Place lamb's wool between the patient's toes to prevent pressure necrosis. If he has ulcers, provide wound care as needed. Assess the ulcer for signs and symptoms of infection. Cover the ulcer with a dry sterile dressing, topical antibiotic, or other wound care product, as ordered.

If your patient has had surgery for peripheral vascular disease, check his leg for color, temperature, sensation, movement, and pulses during the immediate postoperative period. Report any loss of pulse immediately. Observe the incision site for redness, swelling, and drainage.

Turn and reposition your patient every 2 hours. Tell him to not cross his legs and to avoid severe hip or knee flexion. To aid circulation, add a foot­board to the bed, use a sheepskin under his legs, or place him on an air, pressure, or other special mattress.

If the patient has undergone percutaneous trans luminal angioplasty or another form of surgical catheterization, assess the site for bleeding, edema, ecchymosis, and hematoma. Monitor his peripheral pulses every 15 to 30 minutes for the first hour, every hour for the next 4 hours, and then once every 4 hours after that. Assess his leg for sudden changes in color and temperature. Also, monitor him for muscle cramping, pain at rest, and changes in motor and sensory function. Administer heparin, monitor his PTT, and adjust the infusion rate, as needed.

Some More Facts

Teach your patient how to promote circulation. Help him devise a progressive exercise program to develop collateral circulation and enhance venous return. Instruct him to stop exercising if he feels pain. Also, tell him to inspect his feet daily for color changes, mottling, scabs, skin texture changes, skin breakdown, and hair growth changes.
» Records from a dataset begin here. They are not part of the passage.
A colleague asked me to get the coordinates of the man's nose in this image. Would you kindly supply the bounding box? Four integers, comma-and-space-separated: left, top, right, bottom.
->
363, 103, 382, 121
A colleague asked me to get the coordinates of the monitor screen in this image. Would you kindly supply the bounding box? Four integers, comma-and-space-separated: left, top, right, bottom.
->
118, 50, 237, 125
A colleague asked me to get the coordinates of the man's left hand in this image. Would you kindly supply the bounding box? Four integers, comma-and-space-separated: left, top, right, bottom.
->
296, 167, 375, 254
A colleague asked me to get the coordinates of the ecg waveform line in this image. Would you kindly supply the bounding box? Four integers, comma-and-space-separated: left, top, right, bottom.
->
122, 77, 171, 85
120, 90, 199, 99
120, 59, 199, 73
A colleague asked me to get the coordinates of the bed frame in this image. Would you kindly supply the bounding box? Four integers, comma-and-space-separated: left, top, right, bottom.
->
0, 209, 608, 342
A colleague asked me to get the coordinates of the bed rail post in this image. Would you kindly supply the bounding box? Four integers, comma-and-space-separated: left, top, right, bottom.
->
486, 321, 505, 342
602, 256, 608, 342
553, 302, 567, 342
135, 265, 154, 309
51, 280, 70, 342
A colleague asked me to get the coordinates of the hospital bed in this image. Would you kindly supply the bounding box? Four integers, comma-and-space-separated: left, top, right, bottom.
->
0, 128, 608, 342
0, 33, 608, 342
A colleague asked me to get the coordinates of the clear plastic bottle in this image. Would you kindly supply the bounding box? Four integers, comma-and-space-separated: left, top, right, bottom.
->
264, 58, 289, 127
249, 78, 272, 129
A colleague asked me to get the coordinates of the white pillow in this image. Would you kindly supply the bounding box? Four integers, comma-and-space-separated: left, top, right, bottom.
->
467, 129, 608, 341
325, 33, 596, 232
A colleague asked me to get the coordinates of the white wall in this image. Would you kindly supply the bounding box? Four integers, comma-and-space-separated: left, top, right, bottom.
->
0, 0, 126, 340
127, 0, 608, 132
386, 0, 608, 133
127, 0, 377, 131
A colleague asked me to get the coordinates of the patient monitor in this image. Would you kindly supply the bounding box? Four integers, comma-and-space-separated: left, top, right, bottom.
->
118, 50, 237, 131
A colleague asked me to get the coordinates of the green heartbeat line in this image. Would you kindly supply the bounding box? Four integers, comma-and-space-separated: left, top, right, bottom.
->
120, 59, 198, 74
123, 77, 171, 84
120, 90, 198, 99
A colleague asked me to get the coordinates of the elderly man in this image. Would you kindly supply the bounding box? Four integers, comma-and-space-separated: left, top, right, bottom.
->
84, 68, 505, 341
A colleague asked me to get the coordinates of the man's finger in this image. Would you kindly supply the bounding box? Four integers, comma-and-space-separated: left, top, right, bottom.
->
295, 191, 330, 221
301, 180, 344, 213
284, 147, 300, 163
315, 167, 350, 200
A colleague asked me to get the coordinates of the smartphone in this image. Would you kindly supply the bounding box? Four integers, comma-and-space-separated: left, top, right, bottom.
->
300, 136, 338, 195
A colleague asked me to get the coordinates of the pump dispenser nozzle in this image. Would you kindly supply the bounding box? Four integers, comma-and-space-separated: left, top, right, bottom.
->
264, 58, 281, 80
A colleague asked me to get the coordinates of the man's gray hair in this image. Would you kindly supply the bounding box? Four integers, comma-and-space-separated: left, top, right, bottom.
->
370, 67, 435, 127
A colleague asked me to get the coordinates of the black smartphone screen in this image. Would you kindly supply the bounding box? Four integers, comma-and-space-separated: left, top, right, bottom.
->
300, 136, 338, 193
Advise the patient to change positions frequently to avoid blood pooling in the feet. Teach him how to promote perfusion by keeping his legs and feet warm and by avoiding vasoconstrictive substances, such as caffeine and nicotine. Tell him that wearing tight, restrictive clothing on the legs can hinder blood flow.
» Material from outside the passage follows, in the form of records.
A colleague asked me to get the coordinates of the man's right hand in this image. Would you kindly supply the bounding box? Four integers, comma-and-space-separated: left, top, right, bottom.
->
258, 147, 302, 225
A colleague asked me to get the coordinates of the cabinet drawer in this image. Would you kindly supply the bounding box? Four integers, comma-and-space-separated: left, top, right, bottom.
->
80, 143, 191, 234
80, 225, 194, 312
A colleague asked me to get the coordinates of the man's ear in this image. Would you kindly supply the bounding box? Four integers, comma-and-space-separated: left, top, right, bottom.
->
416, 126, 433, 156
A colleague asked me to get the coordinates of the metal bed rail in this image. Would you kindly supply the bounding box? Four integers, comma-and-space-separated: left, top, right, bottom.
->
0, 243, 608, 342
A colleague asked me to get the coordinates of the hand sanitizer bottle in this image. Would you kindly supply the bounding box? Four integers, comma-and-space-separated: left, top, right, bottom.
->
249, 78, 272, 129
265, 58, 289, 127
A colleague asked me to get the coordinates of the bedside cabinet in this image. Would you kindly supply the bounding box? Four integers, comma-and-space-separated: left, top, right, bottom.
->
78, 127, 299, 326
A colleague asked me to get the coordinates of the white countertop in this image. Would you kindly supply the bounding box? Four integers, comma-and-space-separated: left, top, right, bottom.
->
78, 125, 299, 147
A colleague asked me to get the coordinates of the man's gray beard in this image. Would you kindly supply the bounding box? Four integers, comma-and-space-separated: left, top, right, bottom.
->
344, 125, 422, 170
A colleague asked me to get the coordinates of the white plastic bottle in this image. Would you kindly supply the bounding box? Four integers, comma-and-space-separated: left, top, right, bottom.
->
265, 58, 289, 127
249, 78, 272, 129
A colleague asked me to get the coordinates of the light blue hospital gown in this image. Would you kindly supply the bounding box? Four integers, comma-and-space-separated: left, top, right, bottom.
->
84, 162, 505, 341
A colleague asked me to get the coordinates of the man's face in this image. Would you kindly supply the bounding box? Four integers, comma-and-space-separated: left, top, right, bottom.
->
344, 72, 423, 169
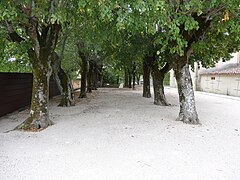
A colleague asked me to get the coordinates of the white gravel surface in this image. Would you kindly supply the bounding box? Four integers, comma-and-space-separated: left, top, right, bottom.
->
0, 88, 240, 180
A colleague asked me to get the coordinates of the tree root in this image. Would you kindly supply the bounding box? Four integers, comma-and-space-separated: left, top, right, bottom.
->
176, 113, 200, 125
13, 116, 54, 132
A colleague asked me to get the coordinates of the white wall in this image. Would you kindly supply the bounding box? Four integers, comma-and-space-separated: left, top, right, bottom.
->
200, 74, 240, 97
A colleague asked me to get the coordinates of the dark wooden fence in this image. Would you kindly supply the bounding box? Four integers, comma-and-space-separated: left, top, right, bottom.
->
0, 73, 60, 117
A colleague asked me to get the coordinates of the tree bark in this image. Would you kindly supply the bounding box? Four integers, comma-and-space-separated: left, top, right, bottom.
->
143, 56, 151, 98
123, 68, 129, 88
173, 57, 199, 124
15, 21, 61, 130
151, 57, 170, 106
92, 61, 98, 90
128, 69, 132, 88
15, 50, 53, 130
77, 39, 88, 98
87, 60, 93, 93
79, 58, 88, 98
132, 62, 136, 90
52, 52, 75, 107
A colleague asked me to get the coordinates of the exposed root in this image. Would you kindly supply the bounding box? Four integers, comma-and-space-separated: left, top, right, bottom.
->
176, 113, 200, 125
154, 101, 171, 106
13, 117, 54, 132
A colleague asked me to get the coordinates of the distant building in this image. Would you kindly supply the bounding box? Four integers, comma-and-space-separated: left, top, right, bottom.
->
170, 52, 240, 97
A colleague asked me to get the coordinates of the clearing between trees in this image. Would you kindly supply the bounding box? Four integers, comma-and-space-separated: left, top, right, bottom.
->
0, 87, 240, 180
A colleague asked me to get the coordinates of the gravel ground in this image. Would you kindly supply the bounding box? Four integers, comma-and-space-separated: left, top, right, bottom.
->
0, 88, 240, 180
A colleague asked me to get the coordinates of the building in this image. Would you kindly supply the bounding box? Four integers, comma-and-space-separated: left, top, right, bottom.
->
170, 52, 240, 97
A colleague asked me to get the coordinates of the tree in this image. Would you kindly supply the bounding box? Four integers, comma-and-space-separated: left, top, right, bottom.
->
1, 0, 75, 129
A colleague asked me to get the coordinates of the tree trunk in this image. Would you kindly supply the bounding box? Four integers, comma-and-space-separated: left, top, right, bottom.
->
15, 53, 53, 130
132, 62, 136, 90
123, 68, 129, 88
151, 57, 170, 106
79, 54, 88, 98
128, 70, 132, 88
136, 74, 140, 85
174, 59, 199, 124
92, 61, 98, 90
143, 57, 151, 98
15, 21, 61, 130
52, 52, 75, 107
87, 60, 93, 93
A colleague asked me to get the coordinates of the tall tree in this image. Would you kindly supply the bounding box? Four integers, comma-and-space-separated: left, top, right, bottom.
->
1, 0, 75, 129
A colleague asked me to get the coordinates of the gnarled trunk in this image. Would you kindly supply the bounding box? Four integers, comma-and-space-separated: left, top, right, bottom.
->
143, 56, 151, 98
151, 57, 170, 106
132, 62, 136, 90
87, 60, 93, 93
52, 52, 75, 107
123, 68, 129, 88
77, 39, 88, 98
92, 61, 98, 90
15, 21, 61, 130
15, 52, 53, 130
79, 58, 88, 98
174, 60, 199, 124
128, 70, 132, 88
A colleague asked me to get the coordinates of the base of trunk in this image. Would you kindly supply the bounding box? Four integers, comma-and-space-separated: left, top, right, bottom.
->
14, 116, 54, 131
176, 113, 200, 125
154, 100, 171, 106
58, 97, 75, 107
143, 93, 151, 98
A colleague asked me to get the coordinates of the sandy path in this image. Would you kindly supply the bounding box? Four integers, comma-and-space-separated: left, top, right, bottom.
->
0, 88, 240, 180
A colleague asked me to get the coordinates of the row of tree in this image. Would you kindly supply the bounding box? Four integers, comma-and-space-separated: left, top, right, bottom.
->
0, 0, 240, 129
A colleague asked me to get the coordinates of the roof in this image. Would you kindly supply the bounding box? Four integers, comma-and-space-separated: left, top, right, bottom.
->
199, 63, 240, 75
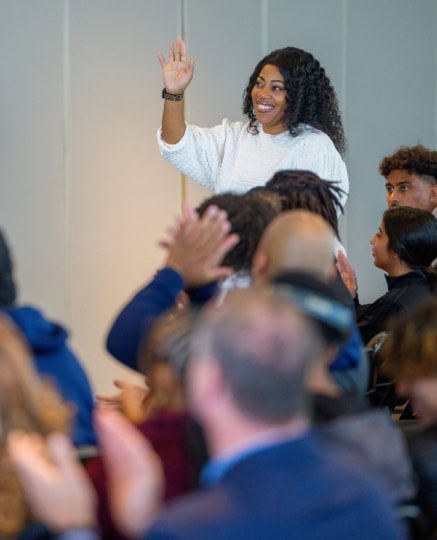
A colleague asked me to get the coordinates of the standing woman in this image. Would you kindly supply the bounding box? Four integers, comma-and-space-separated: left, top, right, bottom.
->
158, 38, 349, 206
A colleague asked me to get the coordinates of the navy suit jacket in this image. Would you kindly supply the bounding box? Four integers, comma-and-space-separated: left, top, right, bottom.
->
145, 435, 405, 540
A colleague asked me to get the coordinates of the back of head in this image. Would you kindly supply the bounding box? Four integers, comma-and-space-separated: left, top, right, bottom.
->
379, 144, 437, 184
243, 47, 346, 154
383, 206, 437, 269
0, 231, 16, 308
265, 170, 343, 238
253, 210, 335, 281
382, 297, 437, 381
191, 289, 320, 424
0, 317, 71, 538
196, 193, 277, 272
If the physician has prescribed an anticoagulant, review its therapeutic effect, dosage, and adverse effects with your patient. Tell him that he'll have to undergo frequent blood tests that monitor the drug's effectiveness.
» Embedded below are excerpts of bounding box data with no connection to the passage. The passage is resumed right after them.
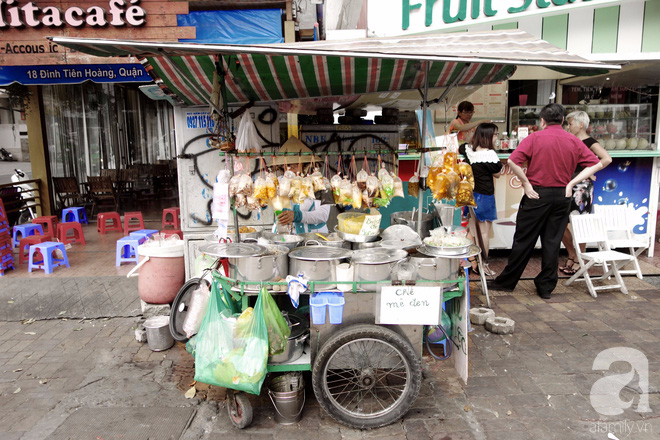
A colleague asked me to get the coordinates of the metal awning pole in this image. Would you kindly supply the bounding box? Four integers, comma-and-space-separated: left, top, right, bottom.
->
417, 61, 429, 238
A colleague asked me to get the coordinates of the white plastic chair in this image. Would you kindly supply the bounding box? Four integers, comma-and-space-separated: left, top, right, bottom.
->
565, 214, 634, 298
594, 205, 649, 280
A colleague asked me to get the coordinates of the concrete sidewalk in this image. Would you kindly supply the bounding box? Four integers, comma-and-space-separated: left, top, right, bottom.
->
0, 277, 660, 440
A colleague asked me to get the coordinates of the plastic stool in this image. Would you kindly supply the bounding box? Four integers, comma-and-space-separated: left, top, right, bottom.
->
57, 222, 85, 244
163, 208, 181, 229
18, 234, 53, 264
115, 236, 140, 266
12, 223, 44, 247
124, 211, 144, 235
32, 215, 57, 236
62, 206, 89, 225
96, 212, 124, 235
128, 229, 158, 244
28, 241, 70, 274
160, 229, 183, 240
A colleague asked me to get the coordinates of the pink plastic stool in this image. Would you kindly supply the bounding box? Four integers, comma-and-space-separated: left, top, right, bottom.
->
96, 212, 123, 235
163, 207, 181, 229
124, 211, 144, 235
57, 222, 85, 244
32, 215, 58, 235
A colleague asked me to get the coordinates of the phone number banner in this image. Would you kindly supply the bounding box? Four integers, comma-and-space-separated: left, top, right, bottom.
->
0, 64, 152, 86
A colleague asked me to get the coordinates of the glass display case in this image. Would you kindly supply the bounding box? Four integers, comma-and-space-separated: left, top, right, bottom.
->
509, 104, 654, 150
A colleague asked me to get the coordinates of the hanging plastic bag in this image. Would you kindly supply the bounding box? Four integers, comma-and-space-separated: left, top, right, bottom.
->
408, 173, 419, 197
456, 175, 477, 208
458, 162, 474, 189
182, 282, 211, 338
236, 112, 261, 153
194, 282, 268, 395
445, 171, 461, 199
259, 287, 291, 356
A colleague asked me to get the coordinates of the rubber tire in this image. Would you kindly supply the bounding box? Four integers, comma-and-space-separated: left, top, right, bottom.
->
227, 393, 254, 429
312, 324, 422, 429
170, 278, 206, 342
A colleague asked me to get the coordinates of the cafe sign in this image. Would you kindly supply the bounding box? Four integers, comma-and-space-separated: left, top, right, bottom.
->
367, 0, 623, 37
0, 0, 147, 29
If your patient will have a home care nurse, tell him that she'll assess his legs and feet and evaluate any changes. She'll also evaluate wounds and incisions, provide wound care, and assess susceptible areas for infection. She'll reinforce proper foot care and teach him to perform self-care. And she may observe him as he sits and rests so that she can recommend better positions for sitting and for elevating his legs.